The presence of hot oil and other chemicals, including encapsulated chemicals, may accelerate the dissolution. Furthermore, as the temperature increases, some temperature-activated or temperature-sensitive chemicals exposed by the degradation of the wax to fluids in the wellbore may react prematurely.
Occasionally, especially when fluids had been circulated to the bottom of the wellbore or displaced into the producing formation, thereby cooling the wellbore, waxes do not melt sufficiently fast to provide chemical needed for a start-up. Wax has the additional problem of lacking mechanical strength, especially as the temperature warmed, and wax might easily be abraded off an encased apparatus.
Larger apparatuses, such as resin coated screen and the like, are often difficult to place because the apparatus is easily damaged during transit down a wellbore. Protective material is not often utilized, because such material eventually becomes problematic trash in the wellbore. Wax provides inadequate protection for such apparatuses.
The last few years have witnessed a drastic increase in research on encapsulated products and methods to produce such products. This is particularly so in the pharmaceutical field. And it is now becoming recognized that encapsulation technology may be useful in many other fields.

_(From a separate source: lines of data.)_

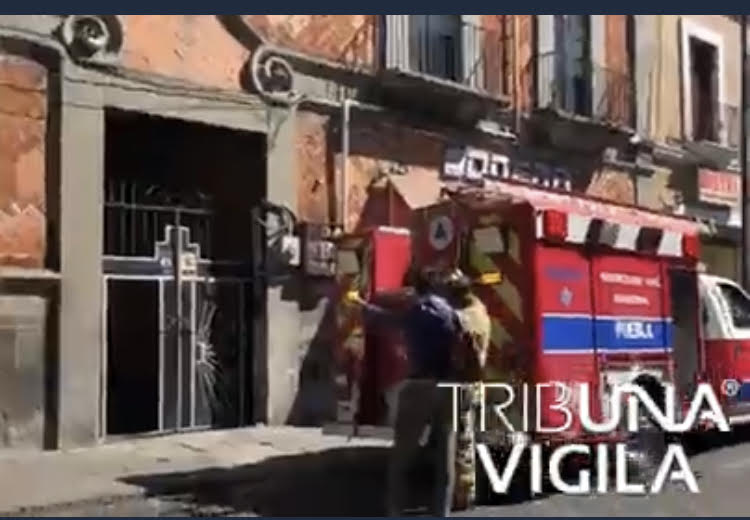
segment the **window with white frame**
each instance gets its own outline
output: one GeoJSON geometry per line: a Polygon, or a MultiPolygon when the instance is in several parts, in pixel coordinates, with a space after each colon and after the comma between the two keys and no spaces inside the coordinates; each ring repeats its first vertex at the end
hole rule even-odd
{"type": "Polygon", "coordinates": [[[683,18],[681,53],[684,137],[726,143],[723,38],[683,18]]]}
{"type": "Polygon", "coordinates": [[[384,15],[385,66],[470,86],[482,85],[478,15],[384,15]]]}

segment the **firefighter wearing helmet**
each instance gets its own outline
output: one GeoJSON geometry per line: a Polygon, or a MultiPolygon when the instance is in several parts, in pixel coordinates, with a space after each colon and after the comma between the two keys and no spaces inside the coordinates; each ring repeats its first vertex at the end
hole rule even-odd
{"type": "Polygon", "coordinates": [[[455,363],[459,380],[467,384],[459,398],[454,505],[467,509],[476,500],[475,424],[481,399],[478,383],[487,361],[491,324],[487,308],[472,292],[471,280],[460,270],[448,275],[445,286],[463,329],[455,363]]]}

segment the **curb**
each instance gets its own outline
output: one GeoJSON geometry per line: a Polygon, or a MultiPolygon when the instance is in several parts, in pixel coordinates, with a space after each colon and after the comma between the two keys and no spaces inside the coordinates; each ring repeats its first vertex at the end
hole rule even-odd
{"type": "MultiPolygon", "coordinates": [[[[81,507],[86,505],[94,504],[116,504],[118,502],[125,502],[133,499],[148,499],[149,497],[145,491],[133,491],[132,493],[120,493],[117,495],[101,495],[97,497],[82,498],[80,500],[66,500],[63,502],[53,502],[50,504],[40,504],[33,506],[21,506],[13,509],[5,509],[0,511],[0,517],[13,517],[13,516],[37,516],[35,513],[46,512],[53,509],[65,509],[71,507],[81,507]]],[[[153,497],[156,498],[156,497],[153,497]]]]}

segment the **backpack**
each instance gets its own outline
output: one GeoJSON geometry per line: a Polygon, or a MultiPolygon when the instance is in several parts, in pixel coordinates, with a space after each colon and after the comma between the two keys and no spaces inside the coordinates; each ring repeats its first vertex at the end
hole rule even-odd
{"type": "Polygon", "coordinates": [[[475,382],[482,379],[483,368],[479,359],[478,338],[458,317],[458,330],[453,351],[453,366],[456,377],[461,382],[475,382]]]}

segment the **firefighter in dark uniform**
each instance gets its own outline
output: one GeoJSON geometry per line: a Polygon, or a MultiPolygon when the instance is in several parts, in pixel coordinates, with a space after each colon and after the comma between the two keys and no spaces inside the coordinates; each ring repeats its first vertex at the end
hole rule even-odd
{"type": "Polygon", "coordinates": [[[456,435],[456,484],[453,503],[457,509],[473,507],[476,500],[476,427],[480,405],[479,382],[483,379],[490,347],[491,322],[487,307],[472,292],[471,281],[459,270],[447,279],[448,300],[456,310],[463,332],[456,359],[459,396],[456,435]]]}

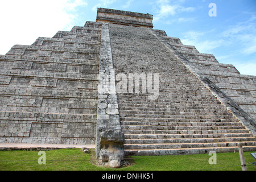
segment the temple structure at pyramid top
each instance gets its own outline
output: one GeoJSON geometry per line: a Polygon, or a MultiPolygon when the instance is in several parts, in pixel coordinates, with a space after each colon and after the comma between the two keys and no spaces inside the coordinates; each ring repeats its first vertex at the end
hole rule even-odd
{"type": "Polygon", "coordinates": [[[130,11],[98,8],[97,22],[153,28],[153,15],[130,11]]]}
{"type": "Polygon", "coordinates": [[[0,55],[0,143],[92,144],[112,166],[125,155],[255,151],[256,76],[152,22],[99,8],[96,22],[0,55]]]}

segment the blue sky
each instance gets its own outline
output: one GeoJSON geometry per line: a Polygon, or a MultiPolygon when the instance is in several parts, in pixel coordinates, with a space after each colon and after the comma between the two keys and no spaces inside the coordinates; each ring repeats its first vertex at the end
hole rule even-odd
{"type": "Polygon", "coordinates": [[[256,76],[256,0],[8,0],[0,7],[0,54],[94,22],[105,7],[152,14],[154,28],[256,76]],[[210,3],[217,16],[209,15],[210,3]]]}

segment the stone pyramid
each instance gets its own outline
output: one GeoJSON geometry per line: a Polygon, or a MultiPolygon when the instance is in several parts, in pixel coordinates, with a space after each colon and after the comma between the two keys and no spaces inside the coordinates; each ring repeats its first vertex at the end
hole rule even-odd
{"type": "Polygon", "coordinates": [[[0,142],[95,144],[106,160],[256,151],[256,77],[152,20],[100,8],[95,22],[1,55],[0,142]]]}

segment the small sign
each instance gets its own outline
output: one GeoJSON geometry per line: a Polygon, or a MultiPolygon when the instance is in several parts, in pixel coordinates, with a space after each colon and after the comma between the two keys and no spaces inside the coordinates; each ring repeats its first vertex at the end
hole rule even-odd
{"type": "Polygon", "coordinates": [[[256,152],[255,152],[255,153],[251,153],[250,154],[253,156],[253,158],[254,158],[254,159],[256,160],[256,152]]]}

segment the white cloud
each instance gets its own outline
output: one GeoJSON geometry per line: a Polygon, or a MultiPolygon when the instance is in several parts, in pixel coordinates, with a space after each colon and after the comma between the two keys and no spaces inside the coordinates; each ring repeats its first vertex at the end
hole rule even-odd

U.S. Pat. No. 3,971,852 describes a process for encapsulating various fragrance oils such as oils with citrus and spice odors. The oils are encapsulated in a matrix comprised of polysaccharide and polyhydroxy compounds by converting an emulsion of the fragrance oil droplets in a solution of the matrix ingredients to an encapsulated solid state during a spray drying process. The patent also mentions that miscellaneous chemicals can be encapsulated by the invention method such as drilling fluids and waxes. U.S. Pat. No. 4,269,279 discloses the use of plastic coated magnetic particles in a bead form to increase lubrication for drilling fluids. The encapsulated ferromagnetic particles can be recovered for reuse with a magnetic separator.
An encapsulated invention which has been disclosed for use in boreholes is described in U.S. Pat. No. 4,078,612. The patent describes an explodable material encapsulated in natural gums slurried in a liquid vehicle. The material is pumped into the formation around the wellbore and exploded to increase permeability.
Another U.S. Pat. No. 4,036,301 describes an encapsulated material useful in cementing a well, wherein a cement accelerator is encapsulated in a waxy material and placed within a highly retarded cement slurry. The cement slurry is pumped into the well with the encapsulated accelerator. After proper placement of the cement, circulation is decreased so that the temperature of the cement fluid approaches the bottom hole temperature of the well and melts the encapsulated material, freeing the accelerator which sets the cement.
U.S. Pat. No. 4,362,566 discloses an additional use of encapsulated materials. The patent suggests encapsulating one component of a two or more component adhesive or cement mixture so that the adhesive or cement will not set until the encapsulated component is freed from its reaction-preventive casing.
What is needed is a coating that provided mechanical strength and that can insulate solids, liquids, and even gases during transit down a wellbore, but does not decompose prematurely, and does not leave residue.